RedPhone and TextSecure are primarily aimed at companies, especially those that want to relay sensitive data to workers on their cell phones. Attacks on phones are getting a lot easier, says Marlinspike. Whereas it used to cost $750,000 to mount an attack on a cellular network, researchers have already demonstrated methods using hardware that costs less than $20. "Right now, we are kind of at the point with cellular wireless where we were with [Wi-Fi] 10 years ago," he says.

Some voice Internet systems, such as Skype, already use encryption, but the security of these systems is unproven, and it's unclear to what degree the companies that offer them coöperate with authorities, says Marlinspike. "It is unclear what Skype's encryption is and what they have done," he says. "From limited analysis from a security research perspective, it doesn't look good."

The RedPhone software is open source, so anyone can audit the code, says Marlinspike. The two-way encryption is based on Zimmerman Realtime Transport Protocol, a proven way of exchanging cryptographic keys in order to establish a secure communication channel.

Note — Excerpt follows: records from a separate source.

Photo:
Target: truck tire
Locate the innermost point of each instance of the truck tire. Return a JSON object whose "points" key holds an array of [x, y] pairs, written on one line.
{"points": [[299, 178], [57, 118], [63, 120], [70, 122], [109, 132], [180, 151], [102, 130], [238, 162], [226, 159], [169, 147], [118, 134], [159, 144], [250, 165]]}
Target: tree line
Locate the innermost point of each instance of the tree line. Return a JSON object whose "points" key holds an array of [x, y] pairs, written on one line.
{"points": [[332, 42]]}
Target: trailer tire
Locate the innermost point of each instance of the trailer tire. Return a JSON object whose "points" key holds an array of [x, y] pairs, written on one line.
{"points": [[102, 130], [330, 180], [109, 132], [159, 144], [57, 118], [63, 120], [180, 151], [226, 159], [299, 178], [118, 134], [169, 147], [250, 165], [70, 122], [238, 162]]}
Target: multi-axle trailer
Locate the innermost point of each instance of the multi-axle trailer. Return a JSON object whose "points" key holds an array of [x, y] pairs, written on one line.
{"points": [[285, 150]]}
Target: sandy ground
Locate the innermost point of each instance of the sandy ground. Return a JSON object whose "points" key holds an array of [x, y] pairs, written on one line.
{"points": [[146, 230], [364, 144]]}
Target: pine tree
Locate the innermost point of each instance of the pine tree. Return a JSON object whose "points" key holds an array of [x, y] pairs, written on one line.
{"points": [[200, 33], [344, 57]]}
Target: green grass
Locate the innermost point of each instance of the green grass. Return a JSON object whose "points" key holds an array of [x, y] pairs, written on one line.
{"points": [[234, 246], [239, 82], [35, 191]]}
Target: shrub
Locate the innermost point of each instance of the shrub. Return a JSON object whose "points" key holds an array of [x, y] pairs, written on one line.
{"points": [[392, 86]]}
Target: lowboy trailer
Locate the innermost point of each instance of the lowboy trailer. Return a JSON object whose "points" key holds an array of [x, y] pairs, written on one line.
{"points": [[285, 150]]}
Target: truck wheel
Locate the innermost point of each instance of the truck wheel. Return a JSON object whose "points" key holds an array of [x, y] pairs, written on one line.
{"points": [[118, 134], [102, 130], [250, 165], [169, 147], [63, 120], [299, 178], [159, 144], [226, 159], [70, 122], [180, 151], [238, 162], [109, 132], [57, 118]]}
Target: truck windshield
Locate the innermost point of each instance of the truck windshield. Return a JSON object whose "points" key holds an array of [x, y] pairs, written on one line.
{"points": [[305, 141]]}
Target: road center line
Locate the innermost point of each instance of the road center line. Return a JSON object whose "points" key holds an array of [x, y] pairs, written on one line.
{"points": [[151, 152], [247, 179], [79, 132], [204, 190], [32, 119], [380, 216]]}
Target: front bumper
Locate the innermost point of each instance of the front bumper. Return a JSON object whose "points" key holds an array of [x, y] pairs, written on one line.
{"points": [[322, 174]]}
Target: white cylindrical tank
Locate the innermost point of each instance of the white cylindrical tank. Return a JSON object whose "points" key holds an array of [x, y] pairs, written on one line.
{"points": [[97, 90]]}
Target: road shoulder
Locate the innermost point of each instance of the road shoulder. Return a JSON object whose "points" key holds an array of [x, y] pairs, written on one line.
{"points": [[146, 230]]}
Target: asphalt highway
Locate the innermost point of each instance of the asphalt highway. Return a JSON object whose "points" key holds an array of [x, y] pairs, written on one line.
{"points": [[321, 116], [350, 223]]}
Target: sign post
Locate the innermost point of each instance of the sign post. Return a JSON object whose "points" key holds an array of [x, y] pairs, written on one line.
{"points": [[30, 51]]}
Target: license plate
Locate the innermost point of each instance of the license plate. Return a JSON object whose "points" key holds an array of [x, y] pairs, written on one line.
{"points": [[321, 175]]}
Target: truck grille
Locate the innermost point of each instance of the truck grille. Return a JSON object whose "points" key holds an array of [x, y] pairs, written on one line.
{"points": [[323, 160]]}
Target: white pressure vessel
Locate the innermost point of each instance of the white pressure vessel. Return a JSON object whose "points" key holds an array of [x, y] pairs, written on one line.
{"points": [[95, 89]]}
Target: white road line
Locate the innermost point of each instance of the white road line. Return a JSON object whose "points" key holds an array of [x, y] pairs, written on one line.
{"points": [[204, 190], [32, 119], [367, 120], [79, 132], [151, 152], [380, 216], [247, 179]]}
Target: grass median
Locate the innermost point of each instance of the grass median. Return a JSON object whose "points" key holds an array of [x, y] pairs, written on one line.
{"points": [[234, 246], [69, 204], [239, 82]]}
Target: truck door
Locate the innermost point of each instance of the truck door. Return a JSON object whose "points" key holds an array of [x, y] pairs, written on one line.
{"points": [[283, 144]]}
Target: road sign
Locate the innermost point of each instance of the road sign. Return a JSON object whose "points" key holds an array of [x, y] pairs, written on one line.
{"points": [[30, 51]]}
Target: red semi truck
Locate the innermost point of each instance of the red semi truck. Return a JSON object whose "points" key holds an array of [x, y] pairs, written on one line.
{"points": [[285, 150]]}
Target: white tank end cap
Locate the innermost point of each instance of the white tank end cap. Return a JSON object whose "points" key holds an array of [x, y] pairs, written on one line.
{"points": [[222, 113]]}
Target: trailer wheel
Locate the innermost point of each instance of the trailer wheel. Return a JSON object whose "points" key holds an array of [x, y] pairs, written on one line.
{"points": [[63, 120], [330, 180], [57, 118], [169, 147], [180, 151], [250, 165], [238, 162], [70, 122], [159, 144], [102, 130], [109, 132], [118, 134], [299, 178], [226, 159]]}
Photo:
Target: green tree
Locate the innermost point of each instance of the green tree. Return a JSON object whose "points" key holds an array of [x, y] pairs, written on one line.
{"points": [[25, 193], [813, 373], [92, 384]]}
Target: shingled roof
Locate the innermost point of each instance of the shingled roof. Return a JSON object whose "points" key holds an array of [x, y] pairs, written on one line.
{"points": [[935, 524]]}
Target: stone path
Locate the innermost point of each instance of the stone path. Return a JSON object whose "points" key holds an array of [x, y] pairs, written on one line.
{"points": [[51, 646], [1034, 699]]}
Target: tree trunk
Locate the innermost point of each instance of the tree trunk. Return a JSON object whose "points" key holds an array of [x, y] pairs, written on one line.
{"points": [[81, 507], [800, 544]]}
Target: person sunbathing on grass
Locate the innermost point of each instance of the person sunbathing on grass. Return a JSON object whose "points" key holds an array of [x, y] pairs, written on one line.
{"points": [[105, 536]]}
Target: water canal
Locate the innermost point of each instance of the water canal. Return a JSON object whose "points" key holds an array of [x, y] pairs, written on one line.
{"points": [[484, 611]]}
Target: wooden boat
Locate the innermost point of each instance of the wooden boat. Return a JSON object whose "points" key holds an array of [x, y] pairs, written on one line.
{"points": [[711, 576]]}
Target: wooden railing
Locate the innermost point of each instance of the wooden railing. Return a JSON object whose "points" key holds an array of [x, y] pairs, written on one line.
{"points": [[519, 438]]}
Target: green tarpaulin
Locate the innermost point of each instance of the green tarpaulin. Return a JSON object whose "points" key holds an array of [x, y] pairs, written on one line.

Working to offer the service to protesters in Egypt has suggested new features, says Anderson. For example, hiding the phone's ability to receive encrypted communications might be necessary. In some countries, "just having an encrypted device or sending encrypted communications is in itself something that can get you in a lot of trouble," Anderson says. "There is a need for a steganographic solution, where you can hide the fact that you are encrypting information in the first place."